Earlier this year, Jindal signed an executive order intended to protect individuals in Louisiana who refused, in their official or professional capacities, to act in a way that violates their religious belief that marriage should be confined to heterosexual couples. The American Civil Liberties Union and other civil rights groups have asked a state court to invalidate the order, saying it exceeds Jindal's authority.
The legal nuances of Jindal's power are less important than the symbolism for the governor as he courts social conservatives who hold considerable sway in GOP primaries. Jindal, who languishes at the bottom of many national GOP presidential polls, has worked particularly hard to reach evangelical Christian voters in Iowa, where fellow conservative Christians Mike Huckabee and Rick Santorum won in 2008 and 2012, respectively.
Jindal argued that too many Republican leaders are timid in their approaches on social issues. He singled out Jeb Bush for saying a candidate "must be willing to lose the primary to win the general (election)." The former Florida governor, who opposes abortion rights and same-sex marriage, made the comment without referring to any particular issue.
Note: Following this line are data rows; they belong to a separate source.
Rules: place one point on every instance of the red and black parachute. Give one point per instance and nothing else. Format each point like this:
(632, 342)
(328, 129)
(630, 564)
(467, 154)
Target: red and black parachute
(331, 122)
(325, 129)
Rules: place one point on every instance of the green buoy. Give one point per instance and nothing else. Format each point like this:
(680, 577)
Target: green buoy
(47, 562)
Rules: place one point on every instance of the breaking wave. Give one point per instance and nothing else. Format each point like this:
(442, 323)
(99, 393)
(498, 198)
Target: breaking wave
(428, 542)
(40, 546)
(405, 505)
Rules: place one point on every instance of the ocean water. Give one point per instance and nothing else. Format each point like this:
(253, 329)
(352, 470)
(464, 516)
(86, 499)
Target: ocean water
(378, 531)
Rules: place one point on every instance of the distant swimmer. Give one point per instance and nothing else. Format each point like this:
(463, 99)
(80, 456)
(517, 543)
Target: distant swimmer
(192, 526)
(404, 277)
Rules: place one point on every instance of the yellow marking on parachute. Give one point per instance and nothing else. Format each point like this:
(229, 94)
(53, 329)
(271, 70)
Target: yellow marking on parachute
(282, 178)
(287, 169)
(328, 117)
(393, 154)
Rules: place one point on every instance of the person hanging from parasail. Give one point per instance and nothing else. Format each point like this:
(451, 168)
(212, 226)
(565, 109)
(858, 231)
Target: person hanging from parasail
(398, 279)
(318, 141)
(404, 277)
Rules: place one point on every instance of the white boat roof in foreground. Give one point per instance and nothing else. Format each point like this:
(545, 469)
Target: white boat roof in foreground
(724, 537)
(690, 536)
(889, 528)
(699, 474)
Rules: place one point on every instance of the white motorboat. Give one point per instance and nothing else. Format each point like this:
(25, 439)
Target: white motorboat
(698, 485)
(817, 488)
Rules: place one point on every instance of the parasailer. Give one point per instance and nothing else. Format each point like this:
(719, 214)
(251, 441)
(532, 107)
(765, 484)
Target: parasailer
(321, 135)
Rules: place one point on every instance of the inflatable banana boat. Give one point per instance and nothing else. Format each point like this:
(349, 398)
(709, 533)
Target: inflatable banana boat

Nonetheless, Jindal boomed Friday, "I've got a radical idea for the Republican Party: How about we embrace our own principles?"
Jindal noted that he's signed a bevy of abortion restrictions in his two terms, helping win Louisiana the ranking as the "most pro-life state for the last six years," according to Americans United for Life.
Still, a recent analysis of abortion statistics by the Associated Press found that Louisiana was one of just two states — the other was Michigan — where abortions increased from 2010 to 2014. Abortions increased 12 percent in Louisiana in that period; 18.5 percent in Michigan. Some of the increases are attributed to women who traveled to Louisiana and Michigan from other states that have restricted women's access to the procedures.
Nationwide, the AP survey showed a decrease in abortions of about 12 percent since 2010.
Four of Jindal's GOP rivals are scheduled to speak Friday at the convention. They include Florida Sen. Marco Rubio, former Texas Gov. Rick Perry, former Pennsylvania Sen. Rick Santorum and retired neurosurgeon Ben Carson.